Multiple Glass Singularities and Isodynamics in a Core-Softened Model for Glass-Forming Systems

We investigate the slow dynamics of a simple glass former whose interaction potential is the sum of a hard core and a square shoulder repulsion. According to mode coupling theory, the competition between the two repulsive length scales gives rise to a complex dynamic scenario: besides the fluid-glass line, the theory predicts a glass-glass line in the temperature-packing fraction plane with two end points. Interestingly, for critical values of the square-shoulder parameters, such end points can be accessed from the liquid phase. We verify, via extensive numerical simulations, the existence of both points through the observation of an unconventional subdiffusive/logarithmic dynamical behavior. Unexpectedly, we also discover that the simultaneous presence of two end points generates special loci in the state diagram along which the dynamics is identical at all length and time scales.

Figure 1

Schematic evolution of the MCT dynamic state diagram of the SS system for increasing values of the shoulder width $\mathrm{\Delta }$. (a) For small $\mathrm{\Delta }$, beside the fluid-glass line (solid line), a disconnected glass-glass line is predicted (dashed line), ending in two $A_3$ singularities (stars). (b) On increasing $\mathrm{\Delta }$, the glass-glass line merges with the fluid-glass line and an $A_4$ singularity appears when one of the two $A_3$ points meets the fluid-glass line (filled triangle). (c) At even larger $\mathrm{\Delta }$ also the second $A_3$ point eventually intersects the fluid-glass line generating a distinct $A_4$ singularity (filled triangle).
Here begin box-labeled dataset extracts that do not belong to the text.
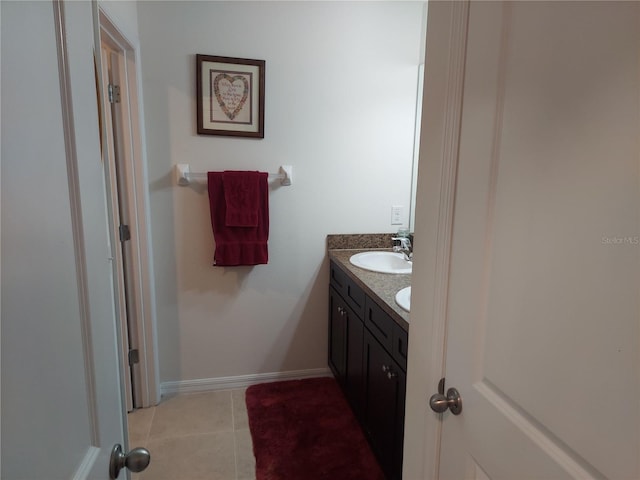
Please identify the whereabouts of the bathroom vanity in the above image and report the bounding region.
[329,236,411,480]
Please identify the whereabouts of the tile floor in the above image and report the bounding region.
[128,389,255,480]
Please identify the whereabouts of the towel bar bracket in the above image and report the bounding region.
[175,163,293,187]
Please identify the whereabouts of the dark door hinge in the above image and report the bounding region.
[129,348,140,366]
[119,225,131,242]
[108,84,120,103]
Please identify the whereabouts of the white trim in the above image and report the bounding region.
[99,7,160,407]
[160,368,331,396]
[71,447,100,480]
[403,1,470,480]
[53,0,99,445]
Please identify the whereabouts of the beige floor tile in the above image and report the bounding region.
[235,430,256,480]
[127,407,155,448]
[231,388,249,430]
[149,391,233,440]
[141,431,236,480]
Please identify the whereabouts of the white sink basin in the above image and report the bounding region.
[349,251,413,273]
[396,287,411,312]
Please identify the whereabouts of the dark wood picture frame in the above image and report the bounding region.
[196,54,265,138]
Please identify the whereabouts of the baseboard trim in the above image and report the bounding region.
[160,368,332,396]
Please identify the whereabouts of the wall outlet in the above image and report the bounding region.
[391,205,404,225]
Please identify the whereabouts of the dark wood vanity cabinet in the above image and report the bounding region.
[329,261,407,480]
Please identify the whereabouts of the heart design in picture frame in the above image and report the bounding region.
[213,73,249,120]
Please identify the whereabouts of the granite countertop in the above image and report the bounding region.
[328,248,411,331]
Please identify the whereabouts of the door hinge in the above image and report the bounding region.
[118,225,131,242]
[108,83,120,103]
[129,348,140,366]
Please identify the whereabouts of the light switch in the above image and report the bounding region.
[391,205,404,225]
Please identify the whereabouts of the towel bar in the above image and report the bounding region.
[175,163,293,187]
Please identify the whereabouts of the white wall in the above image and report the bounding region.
[98,0,138,40]
[138,1,424,382]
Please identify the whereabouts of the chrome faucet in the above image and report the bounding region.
[391,237,413,262]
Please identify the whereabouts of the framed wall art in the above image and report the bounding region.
[196,54,265,138]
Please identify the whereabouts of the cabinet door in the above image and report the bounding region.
[345,309,365,420]
[329,287,347,387]
[364,330,406,479]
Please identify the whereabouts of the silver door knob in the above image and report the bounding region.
[429,388,462,415]
[109,443,151,480]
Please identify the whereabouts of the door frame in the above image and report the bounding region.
[96,7,160,407]
[403,0,470,479]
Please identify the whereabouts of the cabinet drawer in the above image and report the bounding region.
[391,322,409,372]
[364,297,395,352]
[330,262,365,318]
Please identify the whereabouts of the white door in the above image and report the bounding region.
[0,1,138,480]
[409,2,640,480]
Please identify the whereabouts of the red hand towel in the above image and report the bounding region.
[222,170,260,227]
[207,172,269,267]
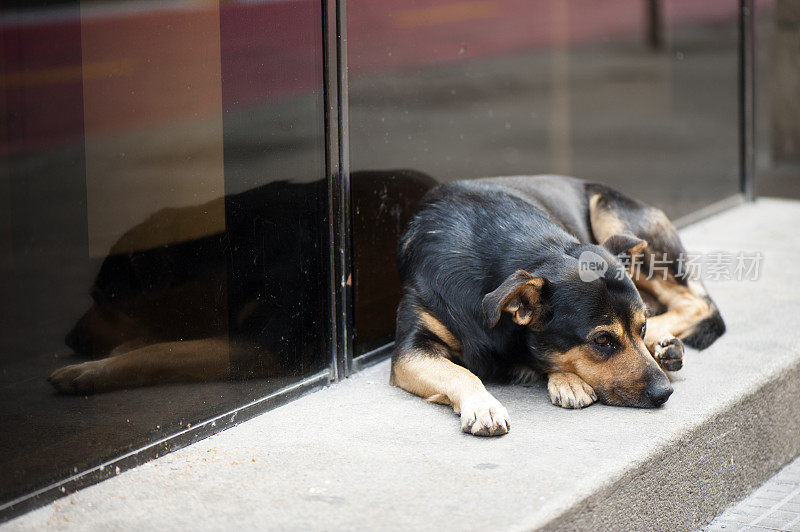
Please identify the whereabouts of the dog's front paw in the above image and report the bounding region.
[461,392,511,436]
[547,371,597,408]
[653,336,683,371]
[47,360,105,395]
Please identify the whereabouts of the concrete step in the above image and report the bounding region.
[3,199,800,530]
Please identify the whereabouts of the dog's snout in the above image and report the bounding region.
[647,379,672,406]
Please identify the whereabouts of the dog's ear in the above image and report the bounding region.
[483,270,550,327]
[600,233,647,257]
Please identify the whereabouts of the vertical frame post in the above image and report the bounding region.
[322,0,353,381]
[739,0,756,201]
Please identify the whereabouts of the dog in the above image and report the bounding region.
[390,175,725,436]
[48,170,436,394]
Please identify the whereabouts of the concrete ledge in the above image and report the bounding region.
[3,199,800,530]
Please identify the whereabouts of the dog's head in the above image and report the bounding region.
[483,235,672,407]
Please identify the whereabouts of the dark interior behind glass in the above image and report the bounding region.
[0,0,329,503]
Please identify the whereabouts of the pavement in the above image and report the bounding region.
[703,458,800,532]
[6,199,800,531]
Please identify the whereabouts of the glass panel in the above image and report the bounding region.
[0,0,329,504]
[348,0,738,354]
[755,0,800,199]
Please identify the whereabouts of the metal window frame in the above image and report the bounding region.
[0,0,756,523]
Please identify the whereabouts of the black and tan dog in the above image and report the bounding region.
[391,176,725,435]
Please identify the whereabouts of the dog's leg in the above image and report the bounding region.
[547,372,596,408]
[588,185,725,371]
[48,338,236,394]
[633,272,713,371]
[390,295,511,436]
[392,351,511,436]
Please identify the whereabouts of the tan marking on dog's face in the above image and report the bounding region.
[419,310,461,354]
[553,326,657,405]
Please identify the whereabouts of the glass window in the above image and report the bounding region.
[0,0,330,503]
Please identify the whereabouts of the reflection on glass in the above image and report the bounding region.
[347,0,738,354]
[755,0,800,199]
[0,0,329,504]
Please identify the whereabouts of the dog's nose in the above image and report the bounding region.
[647,382,672,406]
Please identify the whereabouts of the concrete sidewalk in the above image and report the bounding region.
[2,199,800,530]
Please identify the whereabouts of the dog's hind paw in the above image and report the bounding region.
[547,371,597,408]
[653,336,683,371]
[47,360,103,395]
[461,392,511,436]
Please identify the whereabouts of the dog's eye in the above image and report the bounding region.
[594,333,613,347]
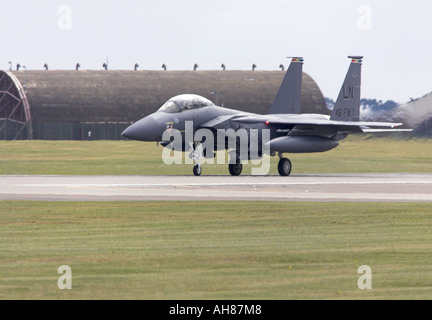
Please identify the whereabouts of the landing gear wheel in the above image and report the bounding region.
[194,164,202,176]
[278,158,292,177]
[228,159,243,176]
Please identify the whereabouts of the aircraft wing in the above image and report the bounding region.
[231,114,412,132]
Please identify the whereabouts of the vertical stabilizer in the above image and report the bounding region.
[269,57,304,114]
[330,56,363,121]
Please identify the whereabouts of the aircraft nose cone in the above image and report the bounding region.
[122,117,158,141]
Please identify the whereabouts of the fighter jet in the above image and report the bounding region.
[122,56,411,176]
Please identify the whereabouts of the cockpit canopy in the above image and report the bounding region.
[158,94,215,113]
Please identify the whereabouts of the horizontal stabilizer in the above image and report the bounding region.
[269,57,304,114]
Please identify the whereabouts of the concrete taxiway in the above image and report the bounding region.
[0,173,432,202]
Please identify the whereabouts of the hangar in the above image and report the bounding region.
[0,70,329,140]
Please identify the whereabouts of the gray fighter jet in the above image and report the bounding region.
[122,56,411,176]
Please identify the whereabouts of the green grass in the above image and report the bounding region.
[0,136,432,175]
[0,201,432,299]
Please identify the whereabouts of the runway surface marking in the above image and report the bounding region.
[0,174,432,202]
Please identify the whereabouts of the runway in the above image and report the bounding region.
[0,173,432,202]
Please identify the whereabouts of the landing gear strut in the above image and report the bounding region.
[278,153,292,177]
[228,158,243,176]
[189,142,204,176]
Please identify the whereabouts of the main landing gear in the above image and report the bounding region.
[278,153,292,177]
[189,142,204,176]
[228,158,243,176]
[189,143,292,177]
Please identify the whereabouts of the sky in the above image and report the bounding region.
[0,0,432,103]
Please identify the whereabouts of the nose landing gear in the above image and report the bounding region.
[278,153,292,177]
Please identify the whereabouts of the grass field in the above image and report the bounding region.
[0,137,432,299]
[0,201,432,299]
[0,136,432,175]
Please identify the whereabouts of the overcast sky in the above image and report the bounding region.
[0,0,432,102]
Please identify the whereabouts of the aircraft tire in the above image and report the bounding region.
[228,160,243,176]
[193,164,202,176]
[278,158,292,177]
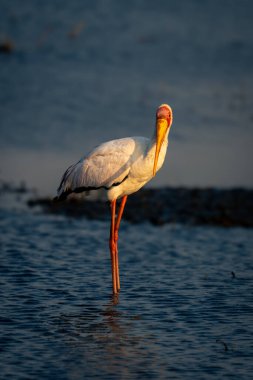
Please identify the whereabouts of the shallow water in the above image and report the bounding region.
[0,197,253,379]
[0,0,253,190]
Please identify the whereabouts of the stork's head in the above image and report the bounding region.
[153,104,173,176]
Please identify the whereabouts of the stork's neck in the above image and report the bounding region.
[147,128,170,153]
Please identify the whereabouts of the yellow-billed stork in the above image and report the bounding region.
[56,104,173,294]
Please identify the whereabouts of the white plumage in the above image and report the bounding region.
[57,104,172,293]
[58,136,168,201]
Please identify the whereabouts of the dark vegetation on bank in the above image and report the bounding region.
[25,187,253,227]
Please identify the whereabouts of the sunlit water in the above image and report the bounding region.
[0,194,253,380]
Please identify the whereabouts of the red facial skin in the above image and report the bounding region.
[156,106,172,126]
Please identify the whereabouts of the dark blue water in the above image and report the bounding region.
[0,196,253,380]
[0,0,253,190]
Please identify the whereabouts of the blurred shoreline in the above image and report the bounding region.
[21,187,253,228]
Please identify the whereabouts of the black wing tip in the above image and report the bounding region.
[53,192,69,203]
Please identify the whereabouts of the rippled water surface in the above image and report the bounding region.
[0,194,253,379]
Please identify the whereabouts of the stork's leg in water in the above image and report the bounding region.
[109,199,117,294]
[114,195,127,291]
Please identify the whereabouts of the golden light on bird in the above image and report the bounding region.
[153,104,173,177]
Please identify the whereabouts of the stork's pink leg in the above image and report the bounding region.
[109,199,117,294]
[114,195,127,291]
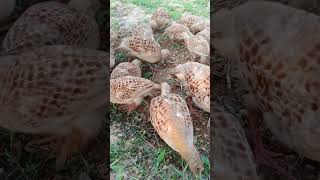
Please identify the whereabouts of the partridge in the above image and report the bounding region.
[0,0,16,20]
[0,46,109,168]
[131,24,153,38]
[149,8,171,30]
[210,103,259,180]
[118,36,161,63]
[150,82,203,174]
[179,15,208,34]
[212,2,320,161]
[197,26,210,44]
[164,22,192,41]
[171,62,210,112]
[2,0,100,54]
[110,47,116,68]
[110,59,141,79]
[110,76,161,112]
[182,32,210,65]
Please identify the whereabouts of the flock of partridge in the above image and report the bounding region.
[0,0,110,168]
[0,0,320,179]
[110,8,210,174]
The arrows in (b) and (c) indicate the paths followed to locate the $A_4$ singularities in the simulations. The vertical dashed lines indicate the glass transitions at high and low densities: while the former happens at the well-known hard sphere glass transition packing fraction ${\varphi }_g^{(1{)}_{\mathrm{HS}}}$, the latter takes place at ${\varphi }_g^{(2{)}_{\mathrm{HS}}}={\varphi }_g^{(1{)}_{\mathrm{HS}}}/(1+\mathrm{\Delta }{)}^3$.

Figure 2

Dynamical quantities close to the two singularities $A_4^{(1)}\equiv ({\varphi }^{*(1)}\simeq 0.6,T^{*(1)}\simeq 0.55,{\mathrm{\Delta }}^{*(1)}\simeq 0.21)$ and $A_4^{(2)}\equiv ({\varphi }^{*(2)}\simeq 0.4,T^{*(2)}\simeq 0.15,{\mathrm{\Delta }}^{*(2)}\simeq 0.24)$, along paths shown in Figs. 1 and 1, respectively. (a) $A$-particles MSD as a function of the scaled time $t_0$ for different $\varphi$ at $T^{*(1)}$, ${\mathrm{\Delta }}^{*(1)}$. The dashed line is a power law ($\propto t^{0.3}$) to highlight the subdiffusive regime. The inset shows the MSD for the $B$ species. (b) Collective density correlators of the $A$ species ${\mathrm{\Phi }}_q^{AA}(t)$ evaluated at $A_4^{(1)}$ for different wave vectors $q{\sigma }_{AA}$. The dotted vertical lines delimit the time window in which ${\mathrm{\Phi }}_q^{AA}(t)$ display a logarithmic behavior. Dashed lines are fits obtained by a second degree polynomial in $\ln (t)$. (c) ${\mathrm{\Phi }}_q^{AA}(t)$ at $T^{*(1)}$, ${\mathrm{\Delta }}^{*(1)}$ as a function of $\varphi$. (d) MSD for $A$ particles at ${\varphi }^{*(2)}$, ${\mathrm{\Delta }}^{*(2)}$ as function of the scaled time $t_0$ for different $T$. The subdiffusive regime is characterized by a power-law $\propto t^{0.37}$. Inset: MSD of $B$ particles. (e) The same as (b) but evaluated at $A_4^{(2)}$. Despite the interference of the fluid-glass line on the dynamics (see text), a long-time logarithmic behavior can be identified. (f) ${\mathrm{\Phi }}_{q^{*(2)}}^{AA}(t)$ at ${\varphi }^{*(2)}$, ${\mathrm{\Delta }}^{*(2)}$ as a function of $T$.

Figure 3

Dynamical properties for $\mathrm{\Delta }=0.17$ along three isodynamics lines with rescaled diffusivity $D/D_0=3.5\times 10^{-4}$ (orange symbols), $D/D_0=5.5\times 10^{-5}$ (red symbols), and $D/D_0=9.8\times 10^{-6}$ (magenta symbols). (a) MSD of the $A$ species along the isodynamics lines as a function of $t/t_0$. (b) Density correlator for the same sets of isodynamics points in (a) as a function of $t/t_0$. The inset shows the position of the iso-$D/D_0$ lines and of the expected fluid-glass line [43].

Figure 4

${\mathrm{\Phi }}_q^{AA}(t)$ along the iso-$D/D_0=5.5\times 10^{-5}$ line for $\mathrm{\Delta }=0.17$ at different wave vectors $q{\sigma }_{AA}$ for (a) isodynamics and (b) nonisodynamics state points. The inset shows the location of such points in the $T-\varphi$ diagram. Squares (stars) indicate isodynamics (nonisodynamics) points.